'We Found It, Now Let's Fix It'

Bob Dole pledges to keep pressure on White House to improve veterans' care.

ByABC News
February 11, 2009, 8:28 PM

July 25, 2007 — -- A presidential commission is pushing for some broad changes in veterans' health care, just four months after roach-infested conditions were discovered at the Walter Reed Army Medical Center in Washington, D.C.

That incident prompted the creation of the president's Commission on Care for America's Returning Wounded Warriors, which presented its findings to the White House today.

The commission said big changes were needed: Streamline and simplify health care to cut red tape and delays, extend the family leave act to allow relatives to care for injured service members for up to six months without losing their jobs, and create a Web site that centralizes all the information about benefits for vets and their families, were some of the recommendations.

"We owe a wounded soldier the very best care, and the very best benefits, and the very easiest to understand system," President Bush said as the panel presented its report.

The system has been exposed as understaffed, underfunded and under pressure from an unexpected flow of severely injured troops.

"We knew that the system had some problems, and we also knew that Band-Aids were not going to cut it," said former Health and Human Services Secretary Donna Shalala, who's on the president's panel..

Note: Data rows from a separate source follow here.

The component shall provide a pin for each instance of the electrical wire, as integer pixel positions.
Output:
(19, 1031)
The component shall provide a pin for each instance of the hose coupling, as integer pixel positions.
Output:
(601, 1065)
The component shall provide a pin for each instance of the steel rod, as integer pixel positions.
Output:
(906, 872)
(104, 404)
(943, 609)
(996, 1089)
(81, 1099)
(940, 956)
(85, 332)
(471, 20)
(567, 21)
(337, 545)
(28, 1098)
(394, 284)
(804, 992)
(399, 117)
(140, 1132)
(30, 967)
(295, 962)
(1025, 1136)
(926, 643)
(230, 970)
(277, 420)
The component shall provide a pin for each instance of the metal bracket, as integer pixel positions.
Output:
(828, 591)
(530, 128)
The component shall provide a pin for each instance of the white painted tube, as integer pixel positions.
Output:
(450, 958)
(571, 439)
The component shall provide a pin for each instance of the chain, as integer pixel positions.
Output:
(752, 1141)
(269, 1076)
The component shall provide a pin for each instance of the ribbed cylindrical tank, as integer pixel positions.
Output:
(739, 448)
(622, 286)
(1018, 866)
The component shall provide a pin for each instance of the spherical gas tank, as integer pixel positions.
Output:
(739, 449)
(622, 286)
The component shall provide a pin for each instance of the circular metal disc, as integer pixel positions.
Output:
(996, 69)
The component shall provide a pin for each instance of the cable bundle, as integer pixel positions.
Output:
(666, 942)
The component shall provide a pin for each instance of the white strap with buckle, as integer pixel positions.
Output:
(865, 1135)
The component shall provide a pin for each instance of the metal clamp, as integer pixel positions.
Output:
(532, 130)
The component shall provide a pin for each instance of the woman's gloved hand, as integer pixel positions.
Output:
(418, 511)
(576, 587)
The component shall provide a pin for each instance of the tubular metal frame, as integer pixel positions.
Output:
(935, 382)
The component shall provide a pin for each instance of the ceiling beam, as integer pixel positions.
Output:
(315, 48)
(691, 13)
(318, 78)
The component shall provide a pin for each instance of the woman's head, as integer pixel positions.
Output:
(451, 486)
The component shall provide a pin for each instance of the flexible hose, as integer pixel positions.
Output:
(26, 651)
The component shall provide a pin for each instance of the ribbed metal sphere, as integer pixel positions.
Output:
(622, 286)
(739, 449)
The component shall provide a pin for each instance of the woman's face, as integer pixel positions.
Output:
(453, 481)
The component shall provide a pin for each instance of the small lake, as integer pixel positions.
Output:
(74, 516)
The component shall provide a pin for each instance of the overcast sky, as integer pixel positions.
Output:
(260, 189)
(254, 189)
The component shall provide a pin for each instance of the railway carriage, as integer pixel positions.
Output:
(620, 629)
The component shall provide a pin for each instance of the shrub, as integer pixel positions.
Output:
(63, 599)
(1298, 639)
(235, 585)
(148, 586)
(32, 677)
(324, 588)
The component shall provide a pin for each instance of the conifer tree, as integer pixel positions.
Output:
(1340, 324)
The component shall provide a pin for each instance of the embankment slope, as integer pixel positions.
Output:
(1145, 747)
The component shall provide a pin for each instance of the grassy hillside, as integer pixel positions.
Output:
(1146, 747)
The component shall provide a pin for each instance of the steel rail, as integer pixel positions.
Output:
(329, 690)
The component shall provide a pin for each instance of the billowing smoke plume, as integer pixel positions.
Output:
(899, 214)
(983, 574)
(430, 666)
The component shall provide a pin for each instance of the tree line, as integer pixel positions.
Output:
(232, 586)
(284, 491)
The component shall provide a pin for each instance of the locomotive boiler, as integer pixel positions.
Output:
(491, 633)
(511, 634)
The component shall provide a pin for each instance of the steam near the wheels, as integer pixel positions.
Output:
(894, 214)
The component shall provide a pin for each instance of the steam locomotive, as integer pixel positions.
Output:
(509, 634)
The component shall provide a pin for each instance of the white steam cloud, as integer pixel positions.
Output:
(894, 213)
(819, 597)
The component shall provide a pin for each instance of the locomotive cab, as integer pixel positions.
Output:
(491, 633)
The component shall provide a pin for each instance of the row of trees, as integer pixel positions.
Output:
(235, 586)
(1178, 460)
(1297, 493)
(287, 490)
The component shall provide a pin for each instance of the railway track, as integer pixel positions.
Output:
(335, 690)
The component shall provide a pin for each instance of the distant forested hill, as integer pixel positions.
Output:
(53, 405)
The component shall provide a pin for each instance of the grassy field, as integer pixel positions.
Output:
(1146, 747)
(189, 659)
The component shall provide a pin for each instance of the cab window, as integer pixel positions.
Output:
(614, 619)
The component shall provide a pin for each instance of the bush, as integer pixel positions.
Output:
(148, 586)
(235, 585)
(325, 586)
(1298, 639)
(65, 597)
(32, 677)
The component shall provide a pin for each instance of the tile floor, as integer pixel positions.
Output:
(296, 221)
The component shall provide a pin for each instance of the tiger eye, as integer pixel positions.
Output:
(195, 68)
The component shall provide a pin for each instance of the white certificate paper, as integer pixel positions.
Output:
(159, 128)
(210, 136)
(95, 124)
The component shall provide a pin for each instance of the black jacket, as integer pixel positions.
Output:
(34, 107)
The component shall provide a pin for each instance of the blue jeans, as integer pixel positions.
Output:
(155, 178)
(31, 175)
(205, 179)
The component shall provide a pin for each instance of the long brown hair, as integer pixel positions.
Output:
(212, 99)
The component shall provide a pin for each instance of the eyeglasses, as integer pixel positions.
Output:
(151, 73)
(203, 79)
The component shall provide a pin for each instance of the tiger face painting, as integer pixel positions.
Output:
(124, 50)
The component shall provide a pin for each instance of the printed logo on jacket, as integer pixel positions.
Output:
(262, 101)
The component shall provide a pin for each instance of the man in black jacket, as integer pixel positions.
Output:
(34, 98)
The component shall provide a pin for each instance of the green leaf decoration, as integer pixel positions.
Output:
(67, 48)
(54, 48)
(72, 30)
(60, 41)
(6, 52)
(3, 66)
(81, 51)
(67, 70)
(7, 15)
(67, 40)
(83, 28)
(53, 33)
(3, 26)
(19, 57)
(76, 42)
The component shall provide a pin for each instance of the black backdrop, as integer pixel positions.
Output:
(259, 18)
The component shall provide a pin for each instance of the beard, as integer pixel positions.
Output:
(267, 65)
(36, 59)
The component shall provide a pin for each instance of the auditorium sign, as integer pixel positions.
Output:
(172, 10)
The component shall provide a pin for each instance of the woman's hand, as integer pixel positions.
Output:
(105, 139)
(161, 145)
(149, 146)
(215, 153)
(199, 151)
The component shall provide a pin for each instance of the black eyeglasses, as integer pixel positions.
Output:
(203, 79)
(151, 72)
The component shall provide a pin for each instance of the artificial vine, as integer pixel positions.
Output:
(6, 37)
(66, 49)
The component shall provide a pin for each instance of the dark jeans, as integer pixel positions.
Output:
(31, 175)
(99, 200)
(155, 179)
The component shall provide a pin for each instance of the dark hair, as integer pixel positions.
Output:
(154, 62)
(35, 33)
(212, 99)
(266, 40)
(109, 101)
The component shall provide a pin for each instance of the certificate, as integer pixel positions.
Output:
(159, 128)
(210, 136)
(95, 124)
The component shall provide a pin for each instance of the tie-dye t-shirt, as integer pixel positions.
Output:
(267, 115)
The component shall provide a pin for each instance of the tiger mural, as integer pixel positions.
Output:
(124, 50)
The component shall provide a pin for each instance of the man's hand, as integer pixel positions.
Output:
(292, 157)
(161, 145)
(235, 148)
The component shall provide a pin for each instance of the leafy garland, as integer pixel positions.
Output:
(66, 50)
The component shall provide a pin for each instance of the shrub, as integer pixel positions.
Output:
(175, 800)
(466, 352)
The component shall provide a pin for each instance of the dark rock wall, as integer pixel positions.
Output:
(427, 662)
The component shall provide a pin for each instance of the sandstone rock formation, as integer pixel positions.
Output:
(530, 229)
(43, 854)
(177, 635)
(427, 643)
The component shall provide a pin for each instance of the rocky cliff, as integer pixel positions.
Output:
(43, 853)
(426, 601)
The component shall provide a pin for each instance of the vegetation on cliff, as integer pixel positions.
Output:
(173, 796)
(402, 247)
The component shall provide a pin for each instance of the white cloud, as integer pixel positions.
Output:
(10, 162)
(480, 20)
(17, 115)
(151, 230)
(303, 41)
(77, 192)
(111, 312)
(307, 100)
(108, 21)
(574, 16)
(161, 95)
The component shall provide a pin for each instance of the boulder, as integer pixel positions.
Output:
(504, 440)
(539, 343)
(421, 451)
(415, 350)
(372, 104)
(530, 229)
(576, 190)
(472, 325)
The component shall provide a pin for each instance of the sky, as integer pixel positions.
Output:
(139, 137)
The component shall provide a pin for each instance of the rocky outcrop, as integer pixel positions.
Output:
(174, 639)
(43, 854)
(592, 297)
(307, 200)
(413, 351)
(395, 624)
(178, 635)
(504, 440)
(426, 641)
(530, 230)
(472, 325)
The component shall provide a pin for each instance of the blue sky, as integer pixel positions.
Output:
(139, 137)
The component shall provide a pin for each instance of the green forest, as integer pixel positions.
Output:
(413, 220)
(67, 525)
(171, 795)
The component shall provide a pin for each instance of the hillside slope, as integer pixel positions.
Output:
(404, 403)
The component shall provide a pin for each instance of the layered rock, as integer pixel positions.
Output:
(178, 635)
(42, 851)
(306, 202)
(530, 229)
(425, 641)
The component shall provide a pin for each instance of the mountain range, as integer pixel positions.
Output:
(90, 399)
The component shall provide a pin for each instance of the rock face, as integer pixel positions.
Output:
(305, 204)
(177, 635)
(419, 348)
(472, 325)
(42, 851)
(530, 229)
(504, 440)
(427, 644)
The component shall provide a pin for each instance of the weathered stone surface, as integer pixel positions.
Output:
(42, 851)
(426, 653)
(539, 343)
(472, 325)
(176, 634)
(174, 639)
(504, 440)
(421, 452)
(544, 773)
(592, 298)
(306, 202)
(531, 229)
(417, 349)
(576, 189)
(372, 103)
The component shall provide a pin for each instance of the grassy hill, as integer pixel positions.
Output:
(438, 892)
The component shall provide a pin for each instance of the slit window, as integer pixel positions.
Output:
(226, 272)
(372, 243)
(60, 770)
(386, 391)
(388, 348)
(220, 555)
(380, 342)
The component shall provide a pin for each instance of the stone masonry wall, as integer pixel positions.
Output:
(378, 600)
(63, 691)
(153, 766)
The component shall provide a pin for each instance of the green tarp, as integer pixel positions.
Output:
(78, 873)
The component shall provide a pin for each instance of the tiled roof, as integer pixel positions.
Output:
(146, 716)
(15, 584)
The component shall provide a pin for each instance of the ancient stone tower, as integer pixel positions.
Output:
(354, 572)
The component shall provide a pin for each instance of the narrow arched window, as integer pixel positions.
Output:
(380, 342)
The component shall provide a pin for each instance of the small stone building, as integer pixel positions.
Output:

Veterans groups said the findings should be a wake-up call.

"This report is really an indictment of the military health care system," said Paul Rieckoff of the Iraq and Afghan Veterans of America.

This is just the latest in a long list of similar reports that haven't fixed the problem there have been 34 by the General Accounting Office and 11 previous commissions dating back half a century all calling for changes in the military's health care system.

Veteran care is a system that failed Sgt. Michael Boothby, previously interviewed by ABC's Bob Woodruff.

Boothby suffered a traumatic brain injury from a roadside bomb in Iraq, but when he was transferred from a VA hospital in Tampa, Fla., to a facility near his Texas home, his condition deteriorated.